September 2022

Our work with Adobe Research on the project of time series prediction bore fruit with the paper accepted into the ACM International Conference on Information and Knowledge Management (CIKM), to be held Oct 17-21.

Mustafa Abdallah (Purdue); Ryan Rossi, Kanak Mahadik, Sungchul Kim, Handong Zhao (Adobe Research); and Saurabh Bagchi (Purdue), “AutoForecast: Automatic Time-Series Forecasting Model Selection,” At the 31st ACM International Conference on Information and Knowledge Management, pp. 1–10, October 17-21, 2022, Atlanta, GA.

Acceptance rate: 274/1175 (23.2%)

This paper is accompanied with a large corpus of time series datasets including a trace dataset of Adobe’d cloud computing usage for 2 weeks. [ Repo ]

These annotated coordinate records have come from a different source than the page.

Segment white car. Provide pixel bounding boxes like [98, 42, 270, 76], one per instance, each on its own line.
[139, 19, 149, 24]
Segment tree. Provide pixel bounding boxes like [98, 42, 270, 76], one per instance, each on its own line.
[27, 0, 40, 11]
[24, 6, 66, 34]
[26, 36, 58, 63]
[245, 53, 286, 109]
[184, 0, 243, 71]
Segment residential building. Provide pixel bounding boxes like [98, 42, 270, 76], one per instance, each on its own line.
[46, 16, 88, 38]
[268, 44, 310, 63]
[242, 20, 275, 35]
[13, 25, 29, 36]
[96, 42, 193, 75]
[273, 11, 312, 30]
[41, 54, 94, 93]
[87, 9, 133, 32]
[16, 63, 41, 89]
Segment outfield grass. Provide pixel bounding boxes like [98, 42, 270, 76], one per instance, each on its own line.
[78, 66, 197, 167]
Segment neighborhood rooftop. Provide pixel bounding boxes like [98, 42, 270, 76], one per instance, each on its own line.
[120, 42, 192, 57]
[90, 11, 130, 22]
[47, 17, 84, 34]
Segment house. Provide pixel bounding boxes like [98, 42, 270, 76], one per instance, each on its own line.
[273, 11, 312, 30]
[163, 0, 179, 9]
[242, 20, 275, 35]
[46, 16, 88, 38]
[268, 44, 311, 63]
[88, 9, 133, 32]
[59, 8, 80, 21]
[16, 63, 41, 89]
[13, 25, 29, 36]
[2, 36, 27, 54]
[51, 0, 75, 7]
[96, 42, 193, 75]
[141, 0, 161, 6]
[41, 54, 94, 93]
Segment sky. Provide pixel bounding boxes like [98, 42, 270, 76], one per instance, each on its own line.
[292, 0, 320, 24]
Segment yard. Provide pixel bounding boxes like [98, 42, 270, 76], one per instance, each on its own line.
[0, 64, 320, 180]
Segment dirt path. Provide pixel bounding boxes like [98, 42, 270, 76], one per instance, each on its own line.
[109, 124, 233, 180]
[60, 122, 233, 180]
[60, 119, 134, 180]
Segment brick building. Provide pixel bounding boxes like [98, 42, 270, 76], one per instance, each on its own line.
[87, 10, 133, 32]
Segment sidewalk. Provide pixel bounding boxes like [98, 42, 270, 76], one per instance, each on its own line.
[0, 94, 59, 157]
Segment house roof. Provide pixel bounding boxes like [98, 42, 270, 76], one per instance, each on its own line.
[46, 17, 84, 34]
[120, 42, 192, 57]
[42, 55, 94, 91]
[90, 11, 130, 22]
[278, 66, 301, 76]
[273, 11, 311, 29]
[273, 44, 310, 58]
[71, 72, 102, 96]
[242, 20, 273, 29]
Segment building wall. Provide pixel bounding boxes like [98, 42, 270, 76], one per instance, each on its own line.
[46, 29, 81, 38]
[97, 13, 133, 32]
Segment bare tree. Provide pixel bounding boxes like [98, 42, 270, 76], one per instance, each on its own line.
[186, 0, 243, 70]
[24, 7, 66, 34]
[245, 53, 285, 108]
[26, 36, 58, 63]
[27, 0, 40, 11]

Mustafa Abdallah, PhD student (now faculty at IUPUI), the lead author of this work

Accurate time-series forecasting at scale is critical for a wide range of industrial domains such as cloud computing, supply chain, energy, and finance. Most of the current time-series forecasting solutions are built by experts and require significant manual effort in model construction, feature engineering, and hyper-parameter tuning. Hence, they do not scale to generate high-quality forecasts for a wide variety of applications. Moreover, there is no learning scheme that is uniformly better than all other learning schemes for all problem instances. For example, from our experiments, we find empirically that no single forecasting model triumphs in more than 0.7% of the datasets in our two training testbeds comprising 625 time series, i.e., there is no unique single model that works well on all datasets. A naïve approach would be, given a new dataset, we evaluate the performance of thousands of available models on the dataset to select the best forecasting model for the problem at hand. However, this approach is practically infeasible due to the untenable time burden for every new problem.

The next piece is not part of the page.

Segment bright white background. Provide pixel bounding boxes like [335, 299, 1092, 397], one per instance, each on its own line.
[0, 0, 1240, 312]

In this work, we formulate the problem of automatic and fast selection of the best time-series forecasting model as a meta-learning problem. Our solution avoids the infeasible burden of first training each of the models and then evaluating each one to select the best model for a new unseen time-series dataset, or even a new time window within a non-stationary dataset. A practically important desideratum for any solution to this problem is that once the meta-learner L is trained in an offline manner using a large corpus of time-series data, then we can use it to quickly infer the best forecasting model. The quick inference requirement of this new problem, makes it challenging to solve, yet practically important. Our meta-learner L is trained on the models’ performances on historical datasets and the time-series meta-features of these datasets.